Defines functions inlasloo

Documented in inlasloo

#' A function to run a spatial leave-one-out cross-validation in R using INLA.
#' 
#' This function will apply a spatial leave-one-out cross-validation (SLOO-CV) of one or several models running on INLA.
#' The function requires a dataframe that includes a response, coordinates (longitude, latidude). 
#' Covariates can be inluced as well in the dataframe. Furthermore, the user needs to provide a radius
#' around which points will be removed during the SLOO-CV process. The number of iterations needs to be provided as well. 
#' Also the user needs to provide INLA inputs, including: formula, family (and ntrials for Binomial), and mesh
#' In addition, one can provide further INLA specifications, such as int.strategy='eb'.
#' SLOO-CV computes the root mean square error (rmse) with a tolerance for confidence interval defined by the user. 
#' In option, other scores can be computed, such as the mean absolute error, dawid-sebastiani or using square root of the data.

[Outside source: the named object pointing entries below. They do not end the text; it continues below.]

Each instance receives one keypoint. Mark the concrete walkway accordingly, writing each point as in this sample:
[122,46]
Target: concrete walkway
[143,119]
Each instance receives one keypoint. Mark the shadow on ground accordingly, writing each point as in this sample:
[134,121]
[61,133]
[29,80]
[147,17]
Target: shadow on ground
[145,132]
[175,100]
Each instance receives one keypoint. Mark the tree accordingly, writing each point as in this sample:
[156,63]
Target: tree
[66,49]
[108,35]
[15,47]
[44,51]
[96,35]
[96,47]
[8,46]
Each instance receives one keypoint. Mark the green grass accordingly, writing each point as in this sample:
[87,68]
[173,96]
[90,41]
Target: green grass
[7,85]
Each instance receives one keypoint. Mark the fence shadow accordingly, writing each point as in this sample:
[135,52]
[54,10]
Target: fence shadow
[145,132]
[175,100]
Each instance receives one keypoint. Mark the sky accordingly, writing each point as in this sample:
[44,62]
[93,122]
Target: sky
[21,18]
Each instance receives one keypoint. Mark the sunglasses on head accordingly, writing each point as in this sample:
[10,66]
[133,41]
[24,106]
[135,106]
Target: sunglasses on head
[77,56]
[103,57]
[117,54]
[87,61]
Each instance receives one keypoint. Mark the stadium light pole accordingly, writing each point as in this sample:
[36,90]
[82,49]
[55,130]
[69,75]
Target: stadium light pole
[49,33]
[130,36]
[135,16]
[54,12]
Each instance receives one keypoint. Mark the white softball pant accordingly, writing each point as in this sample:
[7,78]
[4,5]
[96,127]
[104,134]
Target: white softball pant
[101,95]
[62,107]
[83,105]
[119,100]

#' @param dataframe dataframe including the variables to be used 
#' @param long Character string giving the name of the longitude variable
#' @param lat Character string giving the name of the latitude variable
#' @param y Character string giving the names of the response
#' @param ss Numeric value giving the sample size to process (number of SLOO runs)

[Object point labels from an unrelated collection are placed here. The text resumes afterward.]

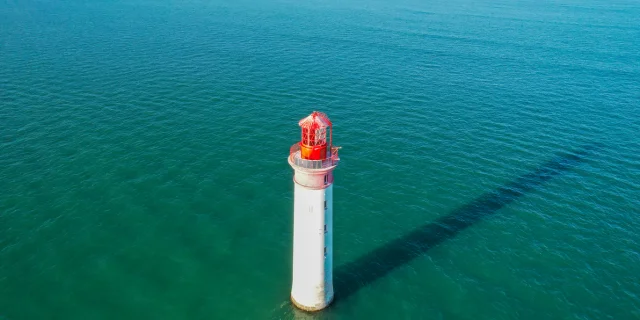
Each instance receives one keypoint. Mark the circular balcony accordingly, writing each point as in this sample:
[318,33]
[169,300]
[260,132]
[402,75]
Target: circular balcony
[295,158]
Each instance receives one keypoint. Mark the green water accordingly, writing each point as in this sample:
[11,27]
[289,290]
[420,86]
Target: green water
[490,166]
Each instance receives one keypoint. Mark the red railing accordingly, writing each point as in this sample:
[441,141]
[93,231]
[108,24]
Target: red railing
[331,160]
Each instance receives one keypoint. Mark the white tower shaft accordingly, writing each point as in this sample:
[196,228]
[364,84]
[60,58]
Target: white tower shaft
[312,283]
[312,286]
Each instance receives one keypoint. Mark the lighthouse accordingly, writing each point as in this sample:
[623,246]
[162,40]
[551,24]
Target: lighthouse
[313,160]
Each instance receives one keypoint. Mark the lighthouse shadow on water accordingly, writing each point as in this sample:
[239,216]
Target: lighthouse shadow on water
[376,264]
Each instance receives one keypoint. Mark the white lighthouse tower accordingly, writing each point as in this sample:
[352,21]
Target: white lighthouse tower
[313,159]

#' @param rad Numeric value giving the radius for the spatial buffer around left-out point's location
#' @param modform Formula or list of Formula for the model or models, respectively in INLA format
#' @param family Character string or list of Character string giving the family or families, respectively of the response in INLA format 
#' @param mesh inla.mesh object, consisting in triangle mesh to be defined using INLA.
#' @param ntrials vector of positive integers c(1,2,...) setting the number of trials for a Binomial family
#' @param int.strategy Character string giving INLA integration strategy
#' @param alpha Numeric value (0,...,1) giving the threshold for computing confidence intervals (1-alpha) of rmse and mae estimation
#' @param mae If TRUE, compute the mean absolute error (mae) and the root mean square error (rmse). If FALSE, compute the rmse only.
#' @param ds If TRUE, compute the Dawid-Sebastiani score (ds). If FALSE, does not compute ds.
#' @param sqroot If TRUE, compute the square root of the observed and predicted values to generate the rmse and/or mae. 
#' If FALSE, the rmse and/or mae are computed without transformation of the data.
#' @param print Logical to determine whether to print a summary of the results.
#' @param plot Logical to determine whether to print the plot of the results. 
#' @param ... other arguments passed to inla
#'
#' @export
#' 
#' @name inlasloo
#' 
#' @examples 
#'  \dontrun{
#' require(INLA)
#' require(sp)
#' require(grDevices)
#' 
#' # generate a dataframe and INLA output for the function
#' set.seed(10)
#' coords <- data.frame(long = c(rnorm(70), rnorm(30, 3)), lat = rnorm(100))
#' PA <- rep(c(0, 1), each = 50)
#' x <- data.frame(x1 = rnorm(100),x2 = c(rnorm(70), rnorm(30, 2)))# x1 no relat., x2 pos. relat.
#' dataf1 <- sp::SpatialPointsDataFrame(coords = coords, data = data.frame(y = PA, x))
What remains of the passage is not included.